I do. It’s pretty good, about 13% annualized ROI so far. That’s including a loss on a small project.
But housing did exceptionally well over the last few years. It should continue for a while, but it might slow down someday.
Yes, I love passive income. Residual income from my print books, ebooks, and audio book have given me a great income for years. But my passive income is dropping because sales of my retirement books are dropping. This year I may still make about $100,000 CAN pretax from my books. Unfortunately, next year I may only make $50,000 to $75,000.

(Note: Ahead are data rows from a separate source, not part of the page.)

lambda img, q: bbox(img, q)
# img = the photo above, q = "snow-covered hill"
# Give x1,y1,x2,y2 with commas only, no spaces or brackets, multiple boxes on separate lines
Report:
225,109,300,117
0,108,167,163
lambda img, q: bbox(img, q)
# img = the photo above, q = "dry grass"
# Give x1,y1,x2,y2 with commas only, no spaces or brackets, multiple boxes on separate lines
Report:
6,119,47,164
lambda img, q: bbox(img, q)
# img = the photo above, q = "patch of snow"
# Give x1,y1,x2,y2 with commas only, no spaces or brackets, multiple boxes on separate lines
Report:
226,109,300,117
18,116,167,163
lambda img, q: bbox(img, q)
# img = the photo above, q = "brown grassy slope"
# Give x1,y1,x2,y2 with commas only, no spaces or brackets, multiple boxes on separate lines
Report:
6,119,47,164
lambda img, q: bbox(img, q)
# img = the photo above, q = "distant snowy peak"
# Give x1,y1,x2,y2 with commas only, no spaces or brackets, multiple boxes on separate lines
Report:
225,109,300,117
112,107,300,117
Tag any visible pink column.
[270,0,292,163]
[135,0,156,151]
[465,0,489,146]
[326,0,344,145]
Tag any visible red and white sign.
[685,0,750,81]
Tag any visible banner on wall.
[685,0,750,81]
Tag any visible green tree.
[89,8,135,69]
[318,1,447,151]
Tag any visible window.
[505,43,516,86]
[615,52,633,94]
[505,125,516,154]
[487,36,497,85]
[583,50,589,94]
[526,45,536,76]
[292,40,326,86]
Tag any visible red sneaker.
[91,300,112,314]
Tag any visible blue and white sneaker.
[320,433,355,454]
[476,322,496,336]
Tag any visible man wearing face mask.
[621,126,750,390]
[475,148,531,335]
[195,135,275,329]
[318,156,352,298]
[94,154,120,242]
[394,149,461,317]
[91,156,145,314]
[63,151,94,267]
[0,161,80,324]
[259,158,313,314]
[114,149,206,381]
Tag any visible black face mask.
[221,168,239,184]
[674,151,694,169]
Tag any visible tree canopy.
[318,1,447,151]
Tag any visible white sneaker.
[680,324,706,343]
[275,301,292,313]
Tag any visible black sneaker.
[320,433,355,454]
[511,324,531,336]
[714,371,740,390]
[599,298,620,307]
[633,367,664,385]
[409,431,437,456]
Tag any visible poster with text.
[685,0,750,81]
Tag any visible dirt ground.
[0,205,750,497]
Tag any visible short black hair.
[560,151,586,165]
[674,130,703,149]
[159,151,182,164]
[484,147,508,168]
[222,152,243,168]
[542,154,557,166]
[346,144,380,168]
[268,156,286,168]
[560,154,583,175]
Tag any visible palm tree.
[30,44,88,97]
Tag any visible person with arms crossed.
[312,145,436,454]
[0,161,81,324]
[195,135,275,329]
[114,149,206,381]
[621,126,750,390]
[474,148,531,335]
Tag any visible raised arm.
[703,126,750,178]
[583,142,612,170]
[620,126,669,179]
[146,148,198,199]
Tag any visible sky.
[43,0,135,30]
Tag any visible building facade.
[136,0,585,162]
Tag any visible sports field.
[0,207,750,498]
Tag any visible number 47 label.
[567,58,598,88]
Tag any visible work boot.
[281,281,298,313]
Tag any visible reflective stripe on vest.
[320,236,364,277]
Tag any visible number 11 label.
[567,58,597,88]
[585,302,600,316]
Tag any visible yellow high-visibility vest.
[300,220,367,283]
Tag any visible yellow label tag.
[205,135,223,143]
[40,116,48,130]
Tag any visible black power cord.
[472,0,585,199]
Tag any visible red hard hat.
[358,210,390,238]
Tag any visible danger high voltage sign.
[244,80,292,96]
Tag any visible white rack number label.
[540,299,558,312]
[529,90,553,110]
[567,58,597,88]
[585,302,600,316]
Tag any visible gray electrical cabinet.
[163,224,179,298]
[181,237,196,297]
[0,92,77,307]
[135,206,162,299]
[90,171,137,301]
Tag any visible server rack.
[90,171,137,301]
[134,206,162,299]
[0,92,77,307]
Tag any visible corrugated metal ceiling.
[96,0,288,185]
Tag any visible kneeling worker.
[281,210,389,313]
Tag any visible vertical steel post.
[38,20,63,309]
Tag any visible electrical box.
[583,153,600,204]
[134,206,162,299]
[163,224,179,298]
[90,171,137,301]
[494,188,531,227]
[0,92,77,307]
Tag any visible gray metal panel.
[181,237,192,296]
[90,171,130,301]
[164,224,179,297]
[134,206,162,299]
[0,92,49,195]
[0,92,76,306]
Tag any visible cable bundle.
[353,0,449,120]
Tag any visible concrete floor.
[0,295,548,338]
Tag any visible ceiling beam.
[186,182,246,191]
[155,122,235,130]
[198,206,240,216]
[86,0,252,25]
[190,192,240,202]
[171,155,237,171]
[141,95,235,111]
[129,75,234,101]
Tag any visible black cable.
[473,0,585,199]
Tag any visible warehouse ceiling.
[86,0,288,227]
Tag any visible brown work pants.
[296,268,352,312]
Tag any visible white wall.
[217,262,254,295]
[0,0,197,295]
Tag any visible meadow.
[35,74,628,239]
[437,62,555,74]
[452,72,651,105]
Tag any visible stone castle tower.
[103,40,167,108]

I may add that last year I earned around $47,000 in interest and dividend income and I will likely earn more this year from these sources. But I just have that money reinvested in my retirement portfolio and don’t use it for month-to-month living expenses.
I am 73 but I still don’t want to touch my healthy retirement portfolio of dividend stocks or my prosperity bank accounts (with around $350,000 in them). I like to live like a big shot off my residual income from my books and the meagre Canadian Pension Plan benefit of $660 a month. Because my residual income from my books is dropping, I am taking action by writing and self-publishing two new books:
1. The Book of Swagger — For Men Only! (People, Places, and Things That Have Swagger — And Some That Don’t)
2. The Little Book of Swagger (637 Swagger Tips for Swagger Guys)
Will these two new books make me money? I don’t know. I may even lose money but I have made money on all of the 17 books that I have written so far.
I may be 73 but I still intend to earn over $500,000 in pretax income in one year by working only 3 or 4 hours a day. I want to show people that someone like me over the age of 70 can do this. Yes, most people over 70 are way too OLD to do this. But I don’t think that I am. Yes, I could be wrong — but keep in mind that at 65 I made a pretax income of $339,000 from my books.